Impact on Franchisors
There is significant uncertainty about the potential impact of the NLRB’s new joint employer standard on franchisors, and what types of indirect controls will or will not subject a franchisor to joint employer status under the NLRB's new ruling. The NLRB noted in its decision that the particularized features of franchisor/franchisee relationship were not present in the outsourcing context before it. The NLRB General Counsel's amicus brief also argued that the Board "should continue to exempt franchisors from joint employer status to the extent that their indirect control over employee working conditions is related to their legitimate interest in protecting the quality of their product or brand." In any event, franchisors should be prepared for claims against them for joint employer liability before the NLRB and elsewhere. In August, the NLRB Board denied a request by McDonalds for a detailed explanation of what it means to be a joint employer in the context of the cases pending against that franchise company.
Expectation of What’s to Come
Joint employer liability is a consistent line of attack in today's era of administrative and judicial enforcement of employment laws. It is likely that the barrage of labor-friendly decisions floated by this joint employer trend will continue. We anticipate the following will occur in the near term:
- Combined bargaining units with subcontractor and user firm employees (pending an upcoming decision from the NLRB inMiller & Anderson (Case No. 05-RC-079249));
- Unionized subcontractors or staffing agencies may try to negotiate or include sufficient controls over its employees' terms in the staffing contracts in order to create a joint employer relationship with the user firm, which would work to prevent or delay the re-negotiation or the termination of the staffing contract with the user firm.
- New joint employer standards from the DOL, EEOC and other federal agencies that mirror the NLRB's new broad standard; and
- Increased litigation in an attempt to extend employment liabilities for the outsourced or franchisee employees.
Steps U.S. Companies Should Consider Taking Now to Minimize Liability
- Reconsider the value of outsourcing certain functions, particularly in industries susceptible to unionization.
- Require broad indemnity protection in subcontracting and franchise agreements.

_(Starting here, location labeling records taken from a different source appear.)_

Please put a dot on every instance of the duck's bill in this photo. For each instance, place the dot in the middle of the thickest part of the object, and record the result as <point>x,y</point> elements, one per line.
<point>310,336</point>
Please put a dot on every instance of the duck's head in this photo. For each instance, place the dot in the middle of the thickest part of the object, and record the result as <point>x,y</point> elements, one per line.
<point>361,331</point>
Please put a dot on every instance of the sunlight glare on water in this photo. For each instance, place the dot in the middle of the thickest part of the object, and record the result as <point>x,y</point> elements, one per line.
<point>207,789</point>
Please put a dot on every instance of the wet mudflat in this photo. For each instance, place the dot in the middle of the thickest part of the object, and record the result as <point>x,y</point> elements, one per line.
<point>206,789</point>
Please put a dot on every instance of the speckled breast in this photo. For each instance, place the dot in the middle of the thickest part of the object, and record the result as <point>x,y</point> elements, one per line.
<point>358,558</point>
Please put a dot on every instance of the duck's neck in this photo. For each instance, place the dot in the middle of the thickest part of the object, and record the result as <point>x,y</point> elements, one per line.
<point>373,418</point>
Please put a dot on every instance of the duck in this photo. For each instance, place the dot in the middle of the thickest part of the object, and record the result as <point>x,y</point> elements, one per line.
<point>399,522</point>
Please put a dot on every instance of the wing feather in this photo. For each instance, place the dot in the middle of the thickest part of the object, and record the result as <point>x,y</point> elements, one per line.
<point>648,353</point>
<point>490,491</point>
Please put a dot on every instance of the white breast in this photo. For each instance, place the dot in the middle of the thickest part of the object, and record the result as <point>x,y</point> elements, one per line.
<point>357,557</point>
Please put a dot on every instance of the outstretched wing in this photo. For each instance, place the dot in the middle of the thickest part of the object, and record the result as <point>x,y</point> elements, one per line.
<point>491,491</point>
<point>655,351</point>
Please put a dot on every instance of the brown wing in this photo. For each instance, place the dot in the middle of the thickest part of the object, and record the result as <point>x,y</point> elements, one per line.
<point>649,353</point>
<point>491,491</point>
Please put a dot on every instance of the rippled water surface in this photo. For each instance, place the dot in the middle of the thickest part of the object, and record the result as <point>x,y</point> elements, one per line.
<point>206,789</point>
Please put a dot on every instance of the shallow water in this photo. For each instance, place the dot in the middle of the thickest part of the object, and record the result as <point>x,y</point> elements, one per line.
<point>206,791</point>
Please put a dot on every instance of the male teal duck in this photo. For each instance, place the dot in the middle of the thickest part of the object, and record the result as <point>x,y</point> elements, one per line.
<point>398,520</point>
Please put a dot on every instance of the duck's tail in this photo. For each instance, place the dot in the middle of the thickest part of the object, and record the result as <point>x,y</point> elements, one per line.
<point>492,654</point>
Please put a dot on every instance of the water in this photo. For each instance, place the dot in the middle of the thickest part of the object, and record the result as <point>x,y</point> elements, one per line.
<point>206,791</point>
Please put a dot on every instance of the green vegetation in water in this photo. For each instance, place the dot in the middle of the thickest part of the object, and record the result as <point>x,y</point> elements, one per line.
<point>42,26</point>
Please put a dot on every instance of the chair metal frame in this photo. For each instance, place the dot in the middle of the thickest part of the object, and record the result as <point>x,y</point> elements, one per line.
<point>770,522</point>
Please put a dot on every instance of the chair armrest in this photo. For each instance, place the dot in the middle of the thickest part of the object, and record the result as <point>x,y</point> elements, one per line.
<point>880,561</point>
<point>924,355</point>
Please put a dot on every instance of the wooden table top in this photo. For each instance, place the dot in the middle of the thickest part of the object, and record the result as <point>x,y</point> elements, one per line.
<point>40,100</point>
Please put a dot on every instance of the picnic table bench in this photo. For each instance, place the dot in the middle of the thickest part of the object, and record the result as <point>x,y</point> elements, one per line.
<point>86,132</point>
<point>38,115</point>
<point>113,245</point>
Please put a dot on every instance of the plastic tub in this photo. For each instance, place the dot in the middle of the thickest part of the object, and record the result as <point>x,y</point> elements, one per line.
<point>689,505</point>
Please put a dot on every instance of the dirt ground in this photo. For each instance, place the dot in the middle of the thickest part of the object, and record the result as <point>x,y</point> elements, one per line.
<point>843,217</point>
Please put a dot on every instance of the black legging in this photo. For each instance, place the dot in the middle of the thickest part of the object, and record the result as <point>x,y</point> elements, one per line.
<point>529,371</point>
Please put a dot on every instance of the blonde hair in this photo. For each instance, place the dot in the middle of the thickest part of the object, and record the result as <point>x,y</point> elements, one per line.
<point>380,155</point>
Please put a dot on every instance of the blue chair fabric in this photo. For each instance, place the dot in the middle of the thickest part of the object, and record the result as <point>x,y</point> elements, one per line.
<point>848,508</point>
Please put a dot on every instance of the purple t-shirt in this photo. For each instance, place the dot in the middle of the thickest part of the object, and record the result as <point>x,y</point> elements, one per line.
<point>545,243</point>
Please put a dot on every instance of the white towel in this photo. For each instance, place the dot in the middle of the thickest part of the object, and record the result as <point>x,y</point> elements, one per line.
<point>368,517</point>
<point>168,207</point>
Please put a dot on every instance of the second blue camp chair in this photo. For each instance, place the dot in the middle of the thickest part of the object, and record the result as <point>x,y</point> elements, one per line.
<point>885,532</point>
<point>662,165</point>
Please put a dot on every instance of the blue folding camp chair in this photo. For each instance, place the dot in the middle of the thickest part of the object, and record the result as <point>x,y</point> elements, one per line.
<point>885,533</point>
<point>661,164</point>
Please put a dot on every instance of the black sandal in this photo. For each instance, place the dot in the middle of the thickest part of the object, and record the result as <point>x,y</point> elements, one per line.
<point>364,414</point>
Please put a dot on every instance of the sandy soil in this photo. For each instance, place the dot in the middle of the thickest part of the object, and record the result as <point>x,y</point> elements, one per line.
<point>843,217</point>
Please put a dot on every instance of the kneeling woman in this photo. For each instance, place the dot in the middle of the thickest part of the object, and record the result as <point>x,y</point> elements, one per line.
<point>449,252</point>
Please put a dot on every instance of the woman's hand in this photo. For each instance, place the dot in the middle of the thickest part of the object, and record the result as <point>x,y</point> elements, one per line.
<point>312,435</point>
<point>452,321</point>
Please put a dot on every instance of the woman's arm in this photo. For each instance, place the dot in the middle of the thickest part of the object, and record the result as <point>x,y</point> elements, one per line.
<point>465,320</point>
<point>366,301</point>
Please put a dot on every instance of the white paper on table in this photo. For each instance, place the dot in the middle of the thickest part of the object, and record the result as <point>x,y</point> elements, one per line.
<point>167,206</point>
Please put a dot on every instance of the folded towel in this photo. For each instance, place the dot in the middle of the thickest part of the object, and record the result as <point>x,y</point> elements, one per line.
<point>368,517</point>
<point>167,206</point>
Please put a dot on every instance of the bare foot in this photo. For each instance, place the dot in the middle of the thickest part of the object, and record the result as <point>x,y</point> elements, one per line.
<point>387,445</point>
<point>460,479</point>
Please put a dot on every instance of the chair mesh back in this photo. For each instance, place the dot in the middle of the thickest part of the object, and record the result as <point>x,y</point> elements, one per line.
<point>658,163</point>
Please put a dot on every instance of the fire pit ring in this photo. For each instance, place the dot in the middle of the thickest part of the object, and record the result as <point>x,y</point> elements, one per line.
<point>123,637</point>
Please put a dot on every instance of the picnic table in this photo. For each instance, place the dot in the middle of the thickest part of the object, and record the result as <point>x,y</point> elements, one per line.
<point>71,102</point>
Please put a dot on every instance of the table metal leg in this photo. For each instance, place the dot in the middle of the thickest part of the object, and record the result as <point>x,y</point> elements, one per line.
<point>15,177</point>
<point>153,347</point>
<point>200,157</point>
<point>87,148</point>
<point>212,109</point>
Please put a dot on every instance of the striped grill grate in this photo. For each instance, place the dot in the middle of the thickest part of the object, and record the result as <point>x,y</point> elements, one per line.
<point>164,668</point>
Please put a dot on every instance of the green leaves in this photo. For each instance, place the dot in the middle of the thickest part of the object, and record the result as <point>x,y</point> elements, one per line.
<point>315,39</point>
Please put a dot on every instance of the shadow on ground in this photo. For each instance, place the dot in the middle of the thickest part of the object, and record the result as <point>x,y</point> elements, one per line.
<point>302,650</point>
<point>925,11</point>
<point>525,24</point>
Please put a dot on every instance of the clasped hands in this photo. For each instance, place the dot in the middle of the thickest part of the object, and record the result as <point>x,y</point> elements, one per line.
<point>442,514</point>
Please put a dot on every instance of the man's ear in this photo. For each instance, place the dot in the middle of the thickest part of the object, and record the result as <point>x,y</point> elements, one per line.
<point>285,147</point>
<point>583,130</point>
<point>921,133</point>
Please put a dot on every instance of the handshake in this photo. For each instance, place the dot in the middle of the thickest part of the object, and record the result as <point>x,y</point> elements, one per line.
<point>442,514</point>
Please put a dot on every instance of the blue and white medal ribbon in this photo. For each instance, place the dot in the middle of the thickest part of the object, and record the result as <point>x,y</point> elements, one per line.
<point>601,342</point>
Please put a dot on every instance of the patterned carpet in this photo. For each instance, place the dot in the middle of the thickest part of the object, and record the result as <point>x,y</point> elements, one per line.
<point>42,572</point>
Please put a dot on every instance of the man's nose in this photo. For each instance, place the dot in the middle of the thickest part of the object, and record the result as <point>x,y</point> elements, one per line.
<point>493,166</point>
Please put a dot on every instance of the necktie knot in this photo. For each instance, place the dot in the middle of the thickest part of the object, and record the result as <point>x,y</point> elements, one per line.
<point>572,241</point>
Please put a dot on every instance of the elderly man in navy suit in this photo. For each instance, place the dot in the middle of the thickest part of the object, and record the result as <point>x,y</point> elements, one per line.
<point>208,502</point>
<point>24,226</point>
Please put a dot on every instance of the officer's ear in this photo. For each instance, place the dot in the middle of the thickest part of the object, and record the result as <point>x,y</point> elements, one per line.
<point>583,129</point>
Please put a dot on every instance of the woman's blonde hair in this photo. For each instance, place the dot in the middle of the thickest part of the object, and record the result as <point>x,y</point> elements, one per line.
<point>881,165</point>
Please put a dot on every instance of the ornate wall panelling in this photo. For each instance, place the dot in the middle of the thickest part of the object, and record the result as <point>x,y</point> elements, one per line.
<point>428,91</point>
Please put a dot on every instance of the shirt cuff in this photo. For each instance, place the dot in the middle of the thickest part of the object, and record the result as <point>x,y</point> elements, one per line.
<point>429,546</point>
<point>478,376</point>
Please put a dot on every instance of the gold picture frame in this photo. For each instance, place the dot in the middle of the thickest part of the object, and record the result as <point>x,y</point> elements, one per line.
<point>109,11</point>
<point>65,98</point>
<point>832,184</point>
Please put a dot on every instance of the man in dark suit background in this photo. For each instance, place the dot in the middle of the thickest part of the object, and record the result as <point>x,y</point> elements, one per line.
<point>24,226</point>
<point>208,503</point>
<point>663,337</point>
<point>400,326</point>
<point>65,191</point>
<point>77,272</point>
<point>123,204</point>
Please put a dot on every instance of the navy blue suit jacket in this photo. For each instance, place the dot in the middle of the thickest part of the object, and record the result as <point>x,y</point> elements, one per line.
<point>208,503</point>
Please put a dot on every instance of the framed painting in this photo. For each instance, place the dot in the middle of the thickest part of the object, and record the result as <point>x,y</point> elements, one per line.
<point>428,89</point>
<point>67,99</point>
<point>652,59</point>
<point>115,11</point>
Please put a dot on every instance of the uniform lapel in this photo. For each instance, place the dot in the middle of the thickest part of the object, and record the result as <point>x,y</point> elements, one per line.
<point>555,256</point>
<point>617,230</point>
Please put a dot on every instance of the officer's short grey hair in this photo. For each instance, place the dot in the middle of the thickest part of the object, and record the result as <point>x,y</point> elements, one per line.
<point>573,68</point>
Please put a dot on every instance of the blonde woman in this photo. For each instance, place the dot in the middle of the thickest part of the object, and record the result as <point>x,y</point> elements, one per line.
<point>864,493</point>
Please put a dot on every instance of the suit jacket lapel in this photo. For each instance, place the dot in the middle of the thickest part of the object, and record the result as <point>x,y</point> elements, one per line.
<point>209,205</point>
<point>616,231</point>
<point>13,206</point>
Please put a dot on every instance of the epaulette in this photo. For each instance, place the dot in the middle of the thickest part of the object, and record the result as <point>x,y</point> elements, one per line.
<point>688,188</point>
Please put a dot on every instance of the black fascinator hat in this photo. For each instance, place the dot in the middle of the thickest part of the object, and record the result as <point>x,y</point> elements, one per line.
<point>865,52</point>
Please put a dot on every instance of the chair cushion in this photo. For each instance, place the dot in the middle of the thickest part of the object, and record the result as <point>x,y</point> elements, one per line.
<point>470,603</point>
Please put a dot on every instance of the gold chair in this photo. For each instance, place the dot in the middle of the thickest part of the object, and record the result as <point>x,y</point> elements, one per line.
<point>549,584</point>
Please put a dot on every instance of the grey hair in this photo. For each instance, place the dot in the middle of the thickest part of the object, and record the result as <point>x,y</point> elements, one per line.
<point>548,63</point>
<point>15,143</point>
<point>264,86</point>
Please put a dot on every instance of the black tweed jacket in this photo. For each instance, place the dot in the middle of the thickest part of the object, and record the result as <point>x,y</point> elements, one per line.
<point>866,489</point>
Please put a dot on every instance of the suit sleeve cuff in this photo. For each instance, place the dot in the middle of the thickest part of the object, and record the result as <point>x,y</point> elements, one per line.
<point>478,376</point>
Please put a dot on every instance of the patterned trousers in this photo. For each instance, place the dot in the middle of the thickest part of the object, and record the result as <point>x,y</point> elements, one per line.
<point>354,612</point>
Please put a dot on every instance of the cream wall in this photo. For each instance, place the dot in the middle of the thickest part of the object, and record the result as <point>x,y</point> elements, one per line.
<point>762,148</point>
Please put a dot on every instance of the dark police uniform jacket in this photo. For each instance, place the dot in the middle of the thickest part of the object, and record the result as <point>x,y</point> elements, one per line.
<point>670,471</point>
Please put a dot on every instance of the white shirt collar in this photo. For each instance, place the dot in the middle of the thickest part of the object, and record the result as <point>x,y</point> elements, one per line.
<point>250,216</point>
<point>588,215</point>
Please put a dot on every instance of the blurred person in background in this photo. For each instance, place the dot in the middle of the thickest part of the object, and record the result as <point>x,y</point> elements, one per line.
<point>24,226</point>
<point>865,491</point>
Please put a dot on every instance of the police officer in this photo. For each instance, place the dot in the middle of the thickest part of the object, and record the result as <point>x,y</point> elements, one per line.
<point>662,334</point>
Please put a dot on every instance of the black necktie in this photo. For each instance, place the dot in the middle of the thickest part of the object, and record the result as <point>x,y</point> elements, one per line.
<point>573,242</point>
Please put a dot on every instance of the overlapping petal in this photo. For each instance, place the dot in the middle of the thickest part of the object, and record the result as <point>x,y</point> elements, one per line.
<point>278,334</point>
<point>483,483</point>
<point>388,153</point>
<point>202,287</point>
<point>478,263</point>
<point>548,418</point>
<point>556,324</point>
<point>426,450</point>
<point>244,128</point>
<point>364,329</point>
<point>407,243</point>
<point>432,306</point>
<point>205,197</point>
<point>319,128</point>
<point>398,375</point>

- Evaluate “control” language in contracts relating to labor and working terms and conditions, and eliminate those which will never be exercised or are not truly necessary
- Redouble efforts to separate day-to-day control over temporary or supplier employees, including in related documents. For example, policy and operations manuals, and staffing contracts, should all consistently make clear that:
- Decisions on employee hiring, firing, wages and hours, supervision, discipline, seniority, rates, work rules, schedules, and manners and methods of performance, are left within the contractor's or franchisee’s control as much as possible;
- Any guidance and recommendations on such terms provided by the user firm or franchisor are expressly recommended, but not mandatory;
- For franchise agreements in particular, link everything else (e.g., qualifications for managerial employees, employee training, uniforms and other operational requirements) to the protection of the brand.